Analysis of Question 2
Generally cities do not “own” their streets or sidewalks in the sense of owning what is called the underlying “fee.” Usually abutting property owners own the underlying fee to the centerline of the street, and the city owns only a transportation easement or right-of-way across the property for the use of public travel. [See Hamilton County v. Rape, 47 S.W. 416 (Tenn. 1898; Patton v. Chattanooga, 65 S.W. 414 (Tenn. 1901).] But the city owns and controls the easement within the meaning of the Tennessee Tort Liability Act.
The question of whether a city owns the sidewalks is determined the same way the question of whether the city owns the streets and other public ways is determined. Cities become owners of streets and other public ways in the following manner:
1. County streets and sidewalks automatically become city streets and sidewalks upon the incorporation of the city or by annexation of the territory into the city.

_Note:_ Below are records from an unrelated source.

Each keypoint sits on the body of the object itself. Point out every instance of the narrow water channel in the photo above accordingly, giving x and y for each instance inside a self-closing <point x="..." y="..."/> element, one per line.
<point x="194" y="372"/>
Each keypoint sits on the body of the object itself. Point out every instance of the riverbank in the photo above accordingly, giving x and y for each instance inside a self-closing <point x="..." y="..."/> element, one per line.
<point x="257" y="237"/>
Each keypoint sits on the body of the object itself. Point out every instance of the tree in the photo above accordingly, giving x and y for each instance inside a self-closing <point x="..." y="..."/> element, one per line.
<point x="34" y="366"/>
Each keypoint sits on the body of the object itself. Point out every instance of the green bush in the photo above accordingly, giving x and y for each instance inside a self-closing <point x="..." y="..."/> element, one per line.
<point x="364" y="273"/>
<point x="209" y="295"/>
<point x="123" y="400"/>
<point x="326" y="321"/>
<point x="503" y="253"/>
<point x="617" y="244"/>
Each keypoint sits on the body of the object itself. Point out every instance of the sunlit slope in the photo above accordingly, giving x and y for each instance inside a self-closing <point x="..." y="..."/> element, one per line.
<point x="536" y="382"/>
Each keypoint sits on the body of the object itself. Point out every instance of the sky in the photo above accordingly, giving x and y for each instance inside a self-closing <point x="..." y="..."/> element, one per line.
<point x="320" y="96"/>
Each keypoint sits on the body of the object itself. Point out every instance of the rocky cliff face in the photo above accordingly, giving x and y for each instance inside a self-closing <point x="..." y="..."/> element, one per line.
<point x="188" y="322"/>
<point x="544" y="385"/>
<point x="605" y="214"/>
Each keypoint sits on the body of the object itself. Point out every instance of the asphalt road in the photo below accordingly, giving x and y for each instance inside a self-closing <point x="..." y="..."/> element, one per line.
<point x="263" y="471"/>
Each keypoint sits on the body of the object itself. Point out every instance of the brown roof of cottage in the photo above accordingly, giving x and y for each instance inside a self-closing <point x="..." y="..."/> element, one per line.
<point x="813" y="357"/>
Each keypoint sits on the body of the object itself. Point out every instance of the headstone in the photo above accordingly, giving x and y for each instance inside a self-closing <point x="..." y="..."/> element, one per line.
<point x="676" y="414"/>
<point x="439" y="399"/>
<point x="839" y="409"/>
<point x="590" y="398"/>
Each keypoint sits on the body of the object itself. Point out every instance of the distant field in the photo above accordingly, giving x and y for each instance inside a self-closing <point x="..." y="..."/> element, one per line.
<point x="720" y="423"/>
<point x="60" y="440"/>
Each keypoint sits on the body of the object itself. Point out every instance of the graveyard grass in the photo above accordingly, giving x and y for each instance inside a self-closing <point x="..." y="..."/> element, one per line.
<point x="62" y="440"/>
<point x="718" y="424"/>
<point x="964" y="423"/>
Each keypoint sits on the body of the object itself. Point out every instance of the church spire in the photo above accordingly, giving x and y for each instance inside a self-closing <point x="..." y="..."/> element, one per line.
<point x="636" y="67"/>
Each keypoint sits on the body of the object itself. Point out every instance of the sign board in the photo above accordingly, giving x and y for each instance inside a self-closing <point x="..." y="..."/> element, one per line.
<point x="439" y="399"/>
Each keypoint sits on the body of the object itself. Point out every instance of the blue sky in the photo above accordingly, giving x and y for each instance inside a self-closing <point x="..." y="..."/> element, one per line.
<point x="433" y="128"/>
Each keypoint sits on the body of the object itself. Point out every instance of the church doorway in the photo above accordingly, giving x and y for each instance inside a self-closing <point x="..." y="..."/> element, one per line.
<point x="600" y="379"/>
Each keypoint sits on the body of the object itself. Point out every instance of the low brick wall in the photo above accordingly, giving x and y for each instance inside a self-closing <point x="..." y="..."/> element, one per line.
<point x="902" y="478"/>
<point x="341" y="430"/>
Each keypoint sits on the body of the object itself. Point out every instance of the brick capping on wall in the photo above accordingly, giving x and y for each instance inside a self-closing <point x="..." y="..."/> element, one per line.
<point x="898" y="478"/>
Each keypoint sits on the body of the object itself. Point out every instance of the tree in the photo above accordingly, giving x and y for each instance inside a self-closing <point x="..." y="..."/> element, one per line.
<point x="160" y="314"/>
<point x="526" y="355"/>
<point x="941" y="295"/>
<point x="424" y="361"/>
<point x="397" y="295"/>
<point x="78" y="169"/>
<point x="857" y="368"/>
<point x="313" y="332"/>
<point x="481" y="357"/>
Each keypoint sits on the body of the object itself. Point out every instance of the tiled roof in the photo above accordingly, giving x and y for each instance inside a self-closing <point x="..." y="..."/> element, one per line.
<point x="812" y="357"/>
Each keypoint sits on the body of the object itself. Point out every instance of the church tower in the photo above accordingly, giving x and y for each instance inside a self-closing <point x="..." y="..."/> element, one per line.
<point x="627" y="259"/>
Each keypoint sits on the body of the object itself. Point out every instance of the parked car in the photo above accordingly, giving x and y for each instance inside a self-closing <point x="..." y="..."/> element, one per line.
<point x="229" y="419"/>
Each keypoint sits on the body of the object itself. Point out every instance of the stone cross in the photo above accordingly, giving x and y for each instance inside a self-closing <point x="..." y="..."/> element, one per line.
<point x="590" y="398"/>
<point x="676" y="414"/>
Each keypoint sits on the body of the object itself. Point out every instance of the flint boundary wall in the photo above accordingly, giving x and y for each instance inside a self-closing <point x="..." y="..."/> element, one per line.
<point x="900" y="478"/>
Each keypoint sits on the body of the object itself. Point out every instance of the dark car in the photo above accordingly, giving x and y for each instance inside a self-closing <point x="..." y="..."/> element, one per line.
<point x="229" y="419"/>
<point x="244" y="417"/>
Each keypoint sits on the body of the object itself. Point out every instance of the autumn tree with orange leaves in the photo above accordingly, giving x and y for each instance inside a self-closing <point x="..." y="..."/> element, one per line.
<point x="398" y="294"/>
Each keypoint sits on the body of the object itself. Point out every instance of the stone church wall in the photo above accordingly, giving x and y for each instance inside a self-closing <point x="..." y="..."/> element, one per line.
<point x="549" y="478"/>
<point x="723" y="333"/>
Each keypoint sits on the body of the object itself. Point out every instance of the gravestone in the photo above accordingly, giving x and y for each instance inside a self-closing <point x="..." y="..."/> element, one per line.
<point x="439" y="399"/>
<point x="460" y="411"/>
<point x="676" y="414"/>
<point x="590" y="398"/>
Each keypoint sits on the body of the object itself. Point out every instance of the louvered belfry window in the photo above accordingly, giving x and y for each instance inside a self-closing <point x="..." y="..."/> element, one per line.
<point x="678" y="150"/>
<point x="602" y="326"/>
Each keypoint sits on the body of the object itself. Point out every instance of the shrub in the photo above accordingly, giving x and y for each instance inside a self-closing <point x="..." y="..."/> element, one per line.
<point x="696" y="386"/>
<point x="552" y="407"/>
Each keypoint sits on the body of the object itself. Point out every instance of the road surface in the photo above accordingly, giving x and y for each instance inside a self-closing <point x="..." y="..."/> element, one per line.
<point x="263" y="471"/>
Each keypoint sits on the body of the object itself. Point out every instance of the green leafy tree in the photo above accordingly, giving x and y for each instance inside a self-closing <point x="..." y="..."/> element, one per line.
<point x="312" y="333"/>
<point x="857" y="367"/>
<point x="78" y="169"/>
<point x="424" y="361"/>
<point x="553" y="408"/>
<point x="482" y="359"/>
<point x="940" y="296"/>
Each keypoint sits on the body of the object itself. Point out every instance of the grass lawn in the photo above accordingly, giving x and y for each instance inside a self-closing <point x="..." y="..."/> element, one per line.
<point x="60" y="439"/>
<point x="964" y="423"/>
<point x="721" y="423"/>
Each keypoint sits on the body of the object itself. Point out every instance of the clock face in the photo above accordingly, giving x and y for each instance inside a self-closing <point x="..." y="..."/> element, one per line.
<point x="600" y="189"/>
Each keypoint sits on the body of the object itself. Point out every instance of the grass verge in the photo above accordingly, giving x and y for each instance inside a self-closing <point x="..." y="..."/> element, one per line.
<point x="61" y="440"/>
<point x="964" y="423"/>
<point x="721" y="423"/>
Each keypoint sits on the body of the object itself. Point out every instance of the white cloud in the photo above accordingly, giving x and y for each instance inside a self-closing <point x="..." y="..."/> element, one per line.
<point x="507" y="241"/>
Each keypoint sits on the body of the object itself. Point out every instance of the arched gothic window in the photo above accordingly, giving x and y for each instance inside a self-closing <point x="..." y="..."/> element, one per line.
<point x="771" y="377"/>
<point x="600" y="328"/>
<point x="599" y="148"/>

2. Formal dedication and acceptance of the right-of-way;
3. Implied dedication and acceptance of the right-of-way, which generally involves the public use of the property as a street or sidewalk, for no fixed period of time;
4. Prescription, which is the open an notorious use of the land for an uninterrupted period of 20 years;
5. Eminent domain.
If the sidewalks abut the streets, or are in near proximity to them (either one of which is likely), there is also a strong likelihood that they are simply a part of the street right-of-way. It was said in Blackburn v. Dillon, 225 S.W.2d 46 (Tenn. 19467), that, “The term street in ordinary legal signification includes all parts of the way, roadway, gutters and sidewalks.” [Emphasis is mine.] In that case the width of the street easement was clearly 40 feet, and the question was whether the city had the authority to build a sidewalk within that easement. The Court held that within a street easement a city had the authority to determine the form of public travel.
I do not know in what manner your sidewalks became public sidewalks, but they are undoubtedly open to, and used by, the public. Those facts alone would make them the city’s sidewalks by implied dedication and acceptance, and perhaps by prescription. I am also making an educated guess that if the records of the city were thoroughly researched some record of the formal dedication and acceptance of the streets could be found, and that the sidewalks are within that street right-of-way.
Mike Tallent raised an important point I did not think about in relation to the reconstruction of your sidewalks: They probably must be made handicapped accessible under the American’s With disabilities Act. Generally that involves the installation of curb ramps at street crossings, etc. For that reason, you will probably want to insure that the contractor who gets the construction contract is familiar with the ADA handicapped accessability rules and regulations. I have enclosed a copy of A Look at the MTAS/CTAS Americans With Disabilities Act, and refer you particularly to page 35, New construction and alterations.